One of these youths told others: "I am not going down for a muppet." This was, according to campaigners, a clear case of someone being picked on because of their disabilities. Disability Now, the magazine covering disability issues, has put together a dossier of what it believes are disability hate crimes.
Over two years it identified fifty-one cases of people with a wide range of disabilities being attacked. Detailed in this dossier are some truly horrific attacks:
In Cornwall in 2006, Steven Hoskin, who had learning disabilities, was murdered by people he thought were his friends. He was led around on a dog's lead and then made to hang from a viaduct by his fingertips. He fell to his death when they stamped on his hands.
In the Forest of Dean a few months later, Kevin Davies who had epilepsy and learning difficulties died after being tortured and kept in a shed. His tormentors were jailed for unlawful detention.
And in April of last year, Colin Greenwood who was blind, was kicked to death by two teenagers in Sheffield. He told the woman who went to help him he had stopped using his white stick because it attracted attention and he'd been attacked before.
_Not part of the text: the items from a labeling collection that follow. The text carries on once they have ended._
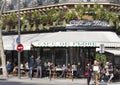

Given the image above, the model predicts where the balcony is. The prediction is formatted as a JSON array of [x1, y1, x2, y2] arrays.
[[1, 0, 120, 11]]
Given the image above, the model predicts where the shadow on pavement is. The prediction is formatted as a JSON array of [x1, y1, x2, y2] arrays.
[[0, 80, 53, 85]]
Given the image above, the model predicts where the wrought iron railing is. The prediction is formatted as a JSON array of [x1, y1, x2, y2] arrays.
[[0, 0, 120, 11]]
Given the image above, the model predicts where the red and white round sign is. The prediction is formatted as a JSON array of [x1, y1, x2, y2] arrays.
[[17, 43, 24, 52]]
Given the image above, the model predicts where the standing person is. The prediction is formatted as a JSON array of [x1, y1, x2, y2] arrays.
[[85, 63, 92, 85], [93, 60, 100, 85], [105, 62, 114, 83], [6, 61, 12, 74], [28, 55, 34, 80], [36, 56, 42, 78]]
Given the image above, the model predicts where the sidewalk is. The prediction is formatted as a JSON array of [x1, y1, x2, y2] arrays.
[[0, 77, 120, 85]]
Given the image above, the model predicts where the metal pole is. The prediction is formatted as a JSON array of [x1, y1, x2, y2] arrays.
[[18, 0, 21, 79]]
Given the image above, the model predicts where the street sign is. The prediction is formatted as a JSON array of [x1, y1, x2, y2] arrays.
[[17, 43, 24, 52]]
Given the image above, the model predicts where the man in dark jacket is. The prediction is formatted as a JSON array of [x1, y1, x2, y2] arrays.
[[28, 55, 34, 80]]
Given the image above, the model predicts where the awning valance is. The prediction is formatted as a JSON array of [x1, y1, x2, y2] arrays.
[[32, 31, 120, 47], [2, 33, 49, 50], [2, 31, 120, 50]]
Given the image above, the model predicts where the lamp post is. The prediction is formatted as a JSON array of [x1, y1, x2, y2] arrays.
[[17, 0, 21, 79]]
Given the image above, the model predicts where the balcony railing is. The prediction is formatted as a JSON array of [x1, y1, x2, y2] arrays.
[[1, 0, 120, 11]]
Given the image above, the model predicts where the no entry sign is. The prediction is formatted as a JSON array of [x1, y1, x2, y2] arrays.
[[17, 43, 24, 52]]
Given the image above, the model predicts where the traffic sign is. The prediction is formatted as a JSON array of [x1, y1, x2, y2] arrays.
[[17, 43, 24, 52]]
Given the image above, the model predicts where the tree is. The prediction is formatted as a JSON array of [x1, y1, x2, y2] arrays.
[[0, 0, 7, 78]]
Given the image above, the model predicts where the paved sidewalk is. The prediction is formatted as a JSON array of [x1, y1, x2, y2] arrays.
[[0, 77, 120, 85]]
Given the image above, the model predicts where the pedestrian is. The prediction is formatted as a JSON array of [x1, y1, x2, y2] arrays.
[[93, 60, 100, 85], [36, 56, 42, 78], [28, 55, 34, 80], [6, 61, 12, 74], [85, 63, 92, 85], [105, 62, 114, 83]]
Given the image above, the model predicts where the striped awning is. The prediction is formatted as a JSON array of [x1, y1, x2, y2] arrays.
[[32, 31, 120, 47]]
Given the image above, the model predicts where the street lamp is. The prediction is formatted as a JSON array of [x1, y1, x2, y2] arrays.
[[17, 0, 21, 79]]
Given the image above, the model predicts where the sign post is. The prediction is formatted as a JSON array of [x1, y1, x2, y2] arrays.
[[17, 43, 24, 52]]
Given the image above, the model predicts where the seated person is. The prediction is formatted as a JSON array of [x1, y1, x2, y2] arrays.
[[6, 61, 12, 74]]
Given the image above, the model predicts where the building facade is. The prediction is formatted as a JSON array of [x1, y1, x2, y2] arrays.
[[0, 0, 120, 76]]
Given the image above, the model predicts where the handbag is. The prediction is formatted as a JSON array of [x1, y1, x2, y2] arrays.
[[84, 71, 89, 77]]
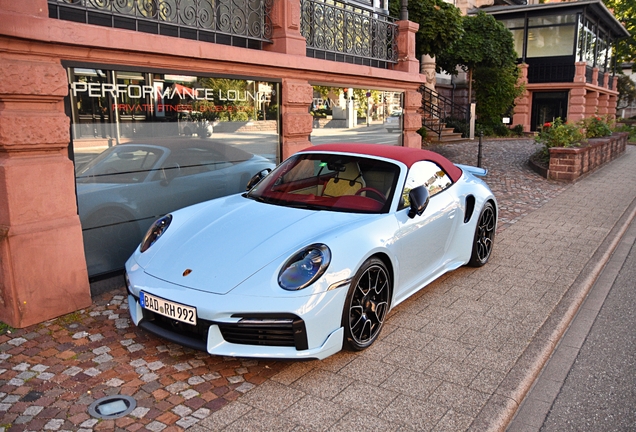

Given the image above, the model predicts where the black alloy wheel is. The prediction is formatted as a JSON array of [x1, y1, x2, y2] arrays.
[[468, 202, 497, 267], [342, 258, 391, 351]]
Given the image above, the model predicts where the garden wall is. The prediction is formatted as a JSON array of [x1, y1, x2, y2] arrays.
[[548, 132, 629, 181]]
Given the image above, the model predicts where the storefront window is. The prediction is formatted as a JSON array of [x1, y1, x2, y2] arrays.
[[527, 25, 576, 58], [68, 68, 279, 277], [310, 86, 403, 145]]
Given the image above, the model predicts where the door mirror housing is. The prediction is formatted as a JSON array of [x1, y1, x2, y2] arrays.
[[409, 186, 431, 219], [245, 168, 272, 190]]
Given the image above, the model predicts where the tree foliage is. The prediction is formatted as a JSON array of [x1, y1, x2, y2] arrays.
[[473, 63, 523, 126], [603, 0, 636, 71], [437, 12, 522, 125], [389, 0, 463, 58]]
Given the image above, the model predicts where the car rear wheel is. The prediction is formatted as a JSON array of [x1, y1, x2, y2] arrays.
[[468, 202, 497, 267], [342, 258, 391, 351]]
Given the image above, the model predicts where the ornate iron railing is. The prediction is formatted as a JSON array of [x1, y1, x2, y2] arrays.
[[420, 85, 470, 139], [300, 0, 398, 68], [585, 66, 594, 84], [48, 0, 273, 49]]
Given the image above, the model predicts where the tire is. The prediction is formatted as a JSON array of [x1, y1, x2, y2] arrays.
[[342, 258, 392, 351], [468, 202, 497, 267]]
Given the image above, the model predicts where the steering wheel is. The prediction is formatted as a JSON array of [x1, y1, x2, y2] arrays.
[[356, 187, 386, 204]]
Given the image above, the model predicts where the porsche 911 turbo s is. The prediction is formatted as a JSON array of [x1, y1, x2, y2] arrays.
[[126, 144, 497, 359]]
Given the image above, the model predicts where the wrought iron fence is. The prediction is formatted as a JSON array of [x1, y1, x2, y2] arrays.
[[585, 66, 594, 84], [420, 85, 470, 139], [48, 0, 273, 49], [300, 0, 398, 68]]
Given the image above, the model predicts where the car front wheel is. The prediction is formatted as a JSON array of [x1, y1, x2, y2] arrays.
[[342, 258, 391, 351], [468, 202, 497, 267]]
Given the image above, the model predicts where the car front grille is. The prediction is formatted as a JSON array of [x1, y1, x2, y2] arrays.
[[218, 314, 308, 351]]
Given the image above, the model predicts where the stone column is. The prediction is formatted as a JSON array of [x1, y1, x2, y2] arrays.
[[574, 62, 587, 83], [420, 54, 436, 91], [0, 57, 91, 327], [402, 90, 422, 148], [568, 87, 587, 122], [512, 63, 531, 132], [263, 0, 307, 56], [281, 79, 314, 160], [585, 91, 598, 117], [596, 93, 609, 116], [393, 21, 420, 74]]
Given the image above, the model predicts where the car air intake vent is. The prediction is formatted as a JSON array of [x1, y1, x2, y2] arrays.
[[218, 317, 307, 350]]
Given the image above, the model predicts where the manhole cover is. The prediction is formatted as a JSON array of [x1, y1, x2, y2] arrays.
[[88, 395, 137, 419]]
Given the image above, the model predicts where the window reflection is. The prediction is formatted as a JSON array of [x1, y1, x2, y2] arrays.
[[69, 68, 279, 276]]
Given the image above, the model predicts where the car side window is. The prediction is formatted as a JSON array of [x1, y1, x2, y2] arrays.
[[400, 161, 453, 208]]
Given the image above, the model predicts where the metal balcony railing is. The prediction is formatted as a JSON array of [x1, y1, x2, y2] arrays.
[[48, 0, 273, 49], [300, 0, 398, 68]]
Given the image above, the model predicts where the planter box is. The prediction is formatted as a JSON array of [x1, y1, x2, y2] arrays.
[[547, 132, 629, 181]]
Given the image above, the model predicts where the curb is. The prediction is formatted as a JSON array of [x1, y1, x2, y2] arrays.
[[470, 176, 636, 431]]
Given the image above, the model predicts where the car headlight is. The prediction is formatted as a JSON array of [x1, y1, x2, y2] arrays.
[[278, 244, 331, 291], [139, 214, 172, 253]]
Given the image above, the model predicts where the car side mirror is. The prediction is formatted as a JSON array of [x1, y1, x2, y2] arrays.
[[160, 163, 181, 186], [245, 168, 272, 190], [409, 186, 431, 219]]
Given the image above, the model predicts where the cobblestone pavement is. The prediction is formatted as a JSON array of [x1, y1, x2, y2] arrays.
[[427, 139, 568, 231], [0, 140, 636, 432]]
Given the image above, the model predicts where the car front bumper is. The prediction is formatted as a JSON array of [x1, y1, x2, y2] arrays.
[[126, 265, 348, 359]]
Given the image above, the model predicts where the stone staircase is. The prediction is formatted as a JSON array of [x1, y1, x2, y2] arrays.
[[420, 86, 470, 143]]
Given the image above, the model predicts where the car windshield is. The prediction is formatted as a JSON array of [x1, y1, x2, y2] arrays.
[[246, 153, 400, 213]]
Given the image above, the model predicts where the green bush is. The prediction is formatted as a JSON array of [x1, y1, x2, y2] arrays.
[[579, 116, 612, 138], [535, 117, 584, 156]]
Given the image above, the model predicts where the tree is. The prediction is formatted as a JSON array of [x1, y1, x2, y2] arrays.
[[389, 0, 463, 58], [437, 11, 517, 104], [603, 0, 636, 71]]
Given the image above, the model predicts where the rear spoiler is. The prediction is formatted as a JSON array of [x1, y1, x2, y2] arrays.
[[455, 164, 488, 177]]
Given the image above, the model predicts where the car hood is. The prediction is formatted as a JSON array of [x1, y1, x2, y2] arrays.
[[144, 195, 368, 294]]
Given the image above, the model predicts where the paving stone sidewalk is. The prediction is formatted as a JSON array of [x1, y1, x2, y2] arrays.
[[0, 140, 636, 432]]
Katharine Quarmby, news editor at Disability Now, was shocked by what she found: "I think it tells us that disabled people are targeted by a certain number of people in the population and they are seen as easy targets because of their disabilities. We need to increase the reporting of (these) crimes and we need the criminal justice system to look at disability hate crime far more seriously, to investigate it and prosecute it with far more vigour."
If an offence is labelled as a disability hate crime then the courts can impose tougher sentences, but campaigners say very few of these attacks were identified in that way. The Equality and Human Rights Commission (EHRC) believes the attacks in this dossier are the tip of the iceberg. It is planning to investigate the matter further.
Neil Crowther, from the EHRC, says they may be able to use some of their legal powers to ensure much more is done to combat crimes targeting people with disabilities. "We need to understand much more about why this is happening, why cases are not being reported, why cases are not being determined as disability hate crimes and then make a decision based on that," says Mr Crowther.